Branched chain amino acids have been an expensive supplement in the fitness industry for some time now. Used by bodybuilders to cut fat, and to regulate protein synthesis post-workout.

Lou Pagnucco said at May 18, 2006 9:20 AM:

A cautionary note -

Reduced mTOR signaling may be one of the chief mechanisms responsible for the longevity increasing effect of
caloric restriction. Possibly, the weight loss from CR diets is not the central factor which lengthens life spans.

Since leucine increases mTOR signaling (and growth hormone synthesis), it could conceivably accelerate aging.

Legal lady said at May 18, 2006 12:04 PM:

People would gitve up a LIMB rather than be obese??? That is incredible. And another thing-the fact that people claim they would give up so much in order not to be fat, and yet they won't give up fatty foods or actually exercise doesn't make sense!

Dave said at May 19, 2006 8:24 AM:

That people would give up a limb to lose weight is understandable - in fact, those who have parts of their stomachs and intestines removed do exactly that.

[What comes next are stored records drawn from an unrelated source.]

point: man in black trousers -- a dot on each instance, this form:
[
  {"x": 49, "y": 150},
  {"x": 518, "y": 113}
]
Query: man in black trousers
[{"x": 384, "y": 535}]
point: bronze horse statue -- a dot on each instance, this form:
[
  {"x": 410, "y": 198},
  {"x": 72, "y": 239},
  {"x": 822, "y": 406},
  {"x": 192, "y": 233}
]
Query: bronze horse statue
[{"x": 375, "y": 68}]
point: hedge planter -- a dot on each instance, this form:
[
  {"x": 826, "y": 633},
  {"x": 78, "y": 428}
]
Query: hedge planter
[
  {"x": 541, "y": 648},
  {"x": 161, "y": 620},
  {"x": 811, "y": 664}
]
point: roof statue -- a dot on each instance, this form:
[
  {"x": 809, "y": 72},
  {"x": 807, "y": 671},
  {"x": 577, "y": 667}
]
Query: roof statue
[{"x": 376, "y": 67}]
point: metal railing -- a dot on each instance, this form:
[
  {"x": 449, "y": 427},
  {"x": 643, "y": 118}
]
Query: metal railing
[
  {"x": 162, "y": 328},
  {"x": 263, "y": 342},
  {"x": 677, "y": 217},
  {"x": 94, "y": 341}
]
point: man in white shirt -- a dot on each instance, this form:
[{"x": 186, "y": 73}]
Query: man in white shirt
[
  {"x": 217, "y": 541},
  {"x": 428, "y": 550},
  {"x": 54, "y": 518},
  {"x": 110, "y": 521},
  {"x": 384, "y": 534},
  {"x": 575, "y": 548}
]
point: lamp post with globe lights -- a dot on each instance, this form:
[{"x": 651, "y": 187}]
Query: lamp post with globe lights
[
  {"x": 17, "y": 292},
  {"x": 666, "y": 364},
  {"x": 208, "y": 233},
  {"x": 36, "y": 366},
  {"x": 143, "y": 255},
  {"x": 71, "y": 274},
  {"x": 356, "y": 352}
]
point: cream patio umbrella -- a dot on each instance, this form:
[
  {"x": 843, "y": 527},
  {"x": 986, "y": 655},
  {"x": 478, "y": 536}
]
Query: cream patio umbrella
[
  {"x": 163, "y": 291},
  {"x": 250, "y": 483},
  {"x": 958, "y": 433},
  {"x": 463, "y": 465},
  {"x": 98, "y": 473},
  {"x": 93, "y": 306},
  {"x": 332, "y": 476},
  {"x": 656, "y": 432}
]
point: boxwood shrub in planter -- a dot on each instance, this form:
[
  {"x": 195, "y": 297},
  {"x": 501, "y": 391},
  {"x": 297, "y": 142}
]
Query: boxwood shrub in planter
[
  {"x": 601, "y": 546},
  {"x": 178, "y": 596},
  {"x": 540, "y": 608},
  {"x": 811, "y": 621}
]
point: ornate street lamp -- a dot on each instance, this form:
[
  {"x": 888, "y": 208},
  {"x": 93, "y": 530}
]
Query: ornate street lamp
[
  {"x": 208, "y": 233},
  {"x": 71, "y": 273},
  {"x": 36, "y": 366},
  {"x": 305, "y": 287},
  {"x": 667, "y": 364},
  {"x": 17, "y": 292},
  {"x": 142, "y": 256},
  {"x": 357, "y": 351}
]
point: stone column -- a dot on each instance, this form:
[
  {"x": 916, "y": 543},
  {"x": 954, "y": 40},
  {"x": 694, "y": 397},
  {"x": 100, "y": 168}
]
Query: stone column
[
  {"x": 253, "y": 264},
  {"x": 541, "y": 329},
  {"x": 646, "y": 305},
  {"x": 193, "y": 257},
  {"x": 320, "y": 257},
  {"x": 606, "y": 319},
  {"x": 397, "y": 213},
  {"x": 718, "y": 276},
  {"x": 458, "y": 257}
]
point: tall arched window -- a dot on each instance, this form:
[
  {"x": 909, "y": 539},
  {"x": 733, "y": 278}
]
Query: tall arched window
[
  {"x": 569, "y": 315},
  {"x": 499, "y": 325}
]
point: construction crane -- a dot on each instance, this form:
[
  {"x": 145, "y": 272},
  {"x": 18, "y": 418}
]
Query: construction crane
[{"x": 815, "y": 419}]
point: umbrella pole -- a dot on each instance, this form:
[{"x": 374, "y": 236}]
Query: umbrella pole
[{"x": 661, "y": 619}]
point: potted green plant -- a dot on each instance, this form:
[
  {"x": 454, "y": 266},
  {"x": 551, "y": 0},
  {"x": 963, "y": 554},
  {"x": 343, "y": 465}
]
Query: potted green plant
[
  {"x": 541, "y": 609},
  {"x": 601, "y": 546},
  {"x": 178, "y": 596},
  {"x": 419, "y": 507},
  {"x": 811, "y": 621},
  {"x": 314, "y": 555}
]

The drive to consume calories is built in and - along with the appetite amping of the advertising world - the reduced time and labor available to actually shop and cook - and the strong revenue driven motive to increase restaurant portion sizes, the calorie winds blow in exactly the wrong direction. The desire to lose weight is simply not sustainably strong in most people to overcome the instantaneous reflex/response to immediate desire and "oh - one more won't hurt" rationalization. Self control is maddeningly hard. I cannot prove, but believe that in addition to being necessary, eating is a mild addiction - but an addiction nonetheless.

Bob Badour said at May 19, 2006 12:55 PM:

Randall,

I reiterate your focus on appetite is misplaced. Metabolism is where the solution lies.

We have developed the means to produce an abundance of food we never evolved to use for energy. Rapeseed, corn and even wheat are relatively recent additions to our diet, and they now form a huge amount of the modern diet. The problem does not lie in appetite but in adapting to the diet we now have.

You focus on obesity while ignoring the other contemporary epidemic: malnutrition.

Reducing appetite will only reduce the vitamins and other micronutrients most people currently fail to consume enough of.